I think that I should use perl or sed. But I don't know how to do. I tried like this. But it didn't work.

sed 's/[0-9]\n[0-9]\n%s\n//'

Answer 1

Similar to the solution of Ed Morton but with the following assumptions:

• The text blocks consist of 2 or 3 lines.
• If there is a third line, it contains characters from any alphabet.

In essence, under these conditions we only need to check for a third field:

awk 'BEGIN{RS=;ORS="\n\n";FS="\n"}(NF<3)' file

or similar without BEGIN:

awk -v RS= -v ORS='\n\n' -F '\n' '(NF<3)' file

Answer 2

sed is for doing s/old/new/ on individual lines, that is all.
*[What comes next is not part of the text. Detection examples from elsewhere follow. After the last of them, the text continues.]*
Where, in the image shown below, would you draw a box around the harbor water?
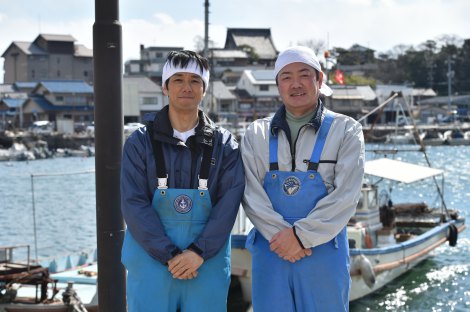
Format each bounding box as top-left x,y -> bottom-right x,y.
0,145 -> 470,312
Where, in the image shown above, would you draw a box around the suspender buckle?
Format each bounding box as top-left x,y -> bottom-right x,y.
157,175 -> 168,190
197,175 -> 207,191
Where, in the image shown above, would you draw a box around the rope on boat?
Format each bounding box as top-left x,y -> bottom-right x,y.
62,283 -> 88,312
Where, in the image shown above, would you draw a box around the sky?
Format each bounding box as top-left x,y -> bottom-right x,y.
0,0 -> 470,83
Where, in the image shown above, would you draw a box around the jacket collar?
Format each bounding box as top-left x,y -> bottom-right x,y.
271,99 -> 324,138
153,105 -> 216,146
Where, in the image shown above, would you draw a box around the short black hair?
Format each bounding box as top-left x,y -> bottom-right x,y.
165,50 -> 209,91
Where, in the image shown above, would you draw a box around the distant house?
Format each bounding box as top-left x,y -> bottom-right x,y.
224,28 -> 278,66
202,80 -> 238,121
0,98 -> 27,129
2,34 -> 94,84
122,76 -> 166,123
22,80 -> 94,126
235,69 -> 282,120
0,84 -> 28,129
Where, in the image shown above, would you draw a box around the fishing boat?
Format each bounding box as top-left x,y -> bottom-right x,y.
232,158 -> 465,302
0,245 -> 98,312
232,94 -> 465,303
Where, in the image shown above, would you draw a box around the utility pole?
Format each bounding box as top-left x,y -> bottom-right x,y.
447,54 -> 454,114
203,0 -> 209,58
93,0 -> 127,312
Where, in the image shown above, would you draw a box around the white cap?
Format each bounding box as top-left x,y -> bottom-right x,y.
162,61 -> 209,90
274,46 -> 333,96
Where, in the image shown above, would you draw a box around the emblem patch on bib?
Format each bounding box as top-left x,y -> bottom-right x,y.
282,176 -> 300,196
173,195 -> 193,213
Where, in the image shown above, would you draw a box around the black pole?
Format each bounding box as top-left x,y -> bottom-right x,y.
93,0 -> 127,312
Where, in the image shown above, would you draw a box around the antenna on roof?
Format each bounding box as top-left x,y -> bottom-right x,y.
203,0 -> 209,58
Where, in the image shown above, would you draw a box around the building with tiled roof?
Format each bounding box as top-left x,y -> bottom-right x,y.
224,28 -> 278,66
2,34 -> 93,84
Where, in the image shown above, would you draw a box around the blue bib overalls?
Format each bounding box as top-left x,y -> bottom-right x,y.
247,113 -> 351,312
122,137 -> 230,312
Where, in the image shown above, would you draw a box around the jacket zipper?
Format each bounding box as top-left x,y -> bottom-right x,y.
291,124 -> 307,172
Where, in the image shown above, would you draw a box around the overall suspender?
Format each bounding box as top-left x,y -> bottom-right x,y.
269,111 -> 334,171
147,123 -> 213,190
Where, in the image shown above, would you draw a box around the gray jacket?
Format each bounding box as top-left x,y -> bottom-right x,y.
241,102 -> 365,248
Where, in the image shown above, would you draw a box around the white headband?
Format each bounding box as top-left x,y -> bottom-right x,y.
162,61 -> 209,90
274,46 -> 333,96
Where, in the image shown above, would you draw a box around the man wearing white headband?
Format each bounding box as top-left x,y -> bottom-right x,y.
121,51 -> 245,312
241,46 -> 364,312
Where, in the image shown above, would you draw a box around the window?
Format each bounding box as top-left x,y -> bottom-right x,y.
142,97 -> 158,105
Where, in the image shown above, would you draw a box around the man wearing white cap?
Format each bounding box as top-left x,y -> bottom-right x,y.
241,46 -> 364,312
121,51 -> 245,312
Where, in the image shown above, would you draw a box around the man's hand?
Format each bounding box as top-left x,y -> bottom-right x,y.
269,228 -> 312,262
283,248 -> 312,263
168,250 -> 204,279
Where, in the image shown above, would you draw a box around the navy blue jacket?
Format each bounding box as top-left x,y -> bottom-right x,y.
121,106 -> 245,264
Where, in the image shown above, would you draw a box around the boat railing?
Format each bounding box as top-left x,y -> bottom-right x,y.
0,245 -> 31,266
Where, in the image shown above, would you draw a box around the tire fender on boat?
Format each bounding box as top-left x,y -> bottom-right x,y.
351,255 -> 375,288
447,224 -> 459,247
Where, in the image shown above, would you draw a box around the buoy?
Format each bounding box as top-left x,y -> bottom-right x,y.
351,255 -> 375,288
364,229 -> 373,248
447,224 -> 459,247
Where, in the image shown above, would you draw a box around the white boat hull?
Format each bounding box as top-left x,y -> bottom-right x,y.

For anything else you should be using awk:

$ awk -v RS= -v ORS='\n\n' '/[[:alpha:]]/' file
1
19:22
abcde

3
19:24
abbff

4
19:25
abbc

The above is simply this:

• RS= tells awk the input records are separated by blank lines.
• ORS='\n\n' tells awk the output records must also be separated by blank lines.
• /[[:alpha:]]/ searches for and prints records that contain alphabetic characters.

Answer 3

This might work for you (GNU sed):

sed ':a;$!{N;/^$/M!ba};/[[:alpha:]]/!d' file

Gather up lines delimited by an empty line or end-of-file and delete the latest collection if it does not contain an alpha character.

This presupposes that the file format is fixed as in the example. To be more accurate use:

sed -r ':a;$!{N;/^$/M!ba};/^[1-9][0-9]*\n[0-9]{2}:[0-9]{2}\n[[:alpha:]]+\n?$/!d' file

Answer 4

Simple enough in Perl. The secret is to put Perl in "paragraph mode" by setting the input record separator ($/) to an empty string. Then we only print records if they contain a letter.

#!/usr/bin/perl

use strict;
use warnings;

# Paragraph mode
local $/ = '';

# Read from STDIN a record (i.e. paragraph) at a time
while (<>) {
  # Only print records that include a letter
  print if /[a-z]/i;
}

This is written as a Unix filter, i.e. it reads from STDIN and writes to STDOUT. So if it's in a file called filter, you can call it like this:

$ filter < your_input_file > your_output_file

Alternatively this is a simple command line script in Perl (-00 is the command line option to put Perl into paragraph mode):

$ perl -00 -ne'print if /[a-z]/' < your_input_file > your_output_file

Answer 5

If there's exactly one blank line after each paragraph you can use a long awk oneliner (three patterns, so probably not a oneliner actually):

$ echo '1
19:22
abcde

2
19:23

3
19:24
abbff

4
19:25
abbc
' |  awk '/[^[:space:]]/ { accum = accum $0 "\n" } /^[[:space:]]*$/ { if(on) print accum $0; on = 0; accum = "" } /[[:alpha:]]/ { on =  1 }'
1
19:22
abcde

3
19:24
abbff

4
19:25
abbc

The idea is to accumulate non-blank lines, setting flag once an alphabetical character found, and on a blank input line, flush the whole accumulated paragraph if that flag is set, reset accum to empty string and reset flag to zero.

(Note that if the last line of input is not necessarily empty you might need to add an END block that checks if currently there's a paragraph unflushed and flush it as needed.)